Integrated with the Barnes & Noble's e-book store, the Pandigital Novel is an Android-powered e-book reader that has a full-color 7-inch touch-screen display, Wi-Fi connectivity, and multimedia capabilities. On the surface, this all sounds pretty good and when we first saw a picture of it it, we thought it looked a lot like the rumored smaller version of the iPad. The product is available in white and black versions for less than $200. You can find the Novel discounted to $169--or even less--at stores such as J.C. Penney and Bed, Bath, & Beyond.
Alas, the Novel, at least in its current state, has some issues that seriously hamper the device. For starters, while the Novel's 800x600-pixel resolution display is adequate, its sharpness level will probably disappoint anybody with a 2010 smartphone.
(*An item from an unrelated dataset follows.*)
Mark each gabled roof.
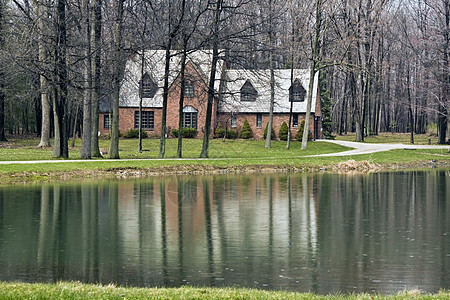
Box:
[219,69,319,113]
[120,50,224,108]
More importantly, its resistive touch-screen interface isn't nearly as responsive as the iPad's capacitive touch-screen interface and the touch-screen interfaces of all those new smartphones (and the iPod Touch).
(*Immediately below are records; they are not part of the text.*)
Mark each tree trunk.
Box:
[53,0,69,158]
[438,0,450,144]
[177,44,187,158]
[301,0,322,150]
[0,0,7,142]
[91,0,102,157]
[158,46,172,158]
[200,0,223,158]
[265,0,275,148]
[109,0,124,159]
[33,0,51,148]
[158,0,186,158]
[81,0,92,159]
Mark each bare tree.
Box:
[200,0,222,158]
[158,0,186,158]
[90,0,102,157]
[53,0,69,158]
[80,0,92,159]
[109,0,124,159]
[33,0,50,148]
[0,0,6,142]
The device also feels underpowered. An Arm 11 processor powers the Novel, which measures 7.5 inches tall by 5.5 inches wide by 0.5 inch thick and weighs 16 ounces. It has 1GB of built-in memory and has an expansion slot for SD/MMC memory cards--with support for cards up to 32GB in capacity. Pandigital rates its Novel's battery life at 6 hours in reading mode. That's not terrible, but it's neither near the iPad's battery life nor the battery life of dedicated e-ink-based e-book readers, such as the Amazon Kindle or Barnes & Noble Nook, that don't have to be recharged for days or even weeks. (Charging is accomplished via the included Mini-USB cable and AC adapter; the rechargeable lithium ion battery is sealed and nonremovable.)
While the Novel has multimedia features as well as a built-in Web browser, e-mail client, calendar, and alarm, Pandigital is billing its new devices first and foremost as an e-book reader, touting its "easy access to Barnes & Noble's expansive eBookstore catalog of more than one million eBooks, newspapers and magazines, a wide variety of free eBooks and more than half a million free classics." Novel users can also use Barnes & Noble's LendMe feature that lets you share certain e-books with friends and family for 14 days; however, currently you can only lend a book out once.
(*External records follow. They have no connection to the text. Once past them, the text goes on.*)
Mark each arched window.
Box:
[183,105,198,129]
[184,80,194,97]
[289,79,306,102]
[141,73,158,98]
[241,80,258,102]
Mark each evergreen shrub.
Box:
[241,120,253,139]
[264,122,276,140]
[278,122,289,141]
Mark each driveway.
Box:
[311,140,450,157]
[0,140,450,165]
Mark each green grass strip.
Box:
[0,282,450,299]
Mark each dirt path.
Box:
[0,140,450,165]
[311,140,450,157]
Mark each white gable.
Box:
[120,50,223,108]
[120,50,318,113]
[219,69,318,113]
Using the built-in Wi-Fi connection, you can browse and purchase e-books from the Barnes & Noble e-book store or import your own EPUB or PDF files. (You can drag and drop files from any connected Windows PC or Mac, or load them onto an SD card.) Once you get an e-book loaded, it's not half bad to read on (so long as you aren't in bright sunlight). It's also got the normal e-reader bells and whistles: adjustable font sizes, built-in dictionary, highlights, and notes. And the device automatically switches from portrait to landscape mode when tilted--but it's so sensitive, it sometime made the switch when we didn't want it to; an external lock switch (as found on the iPad) would be a nice addition here.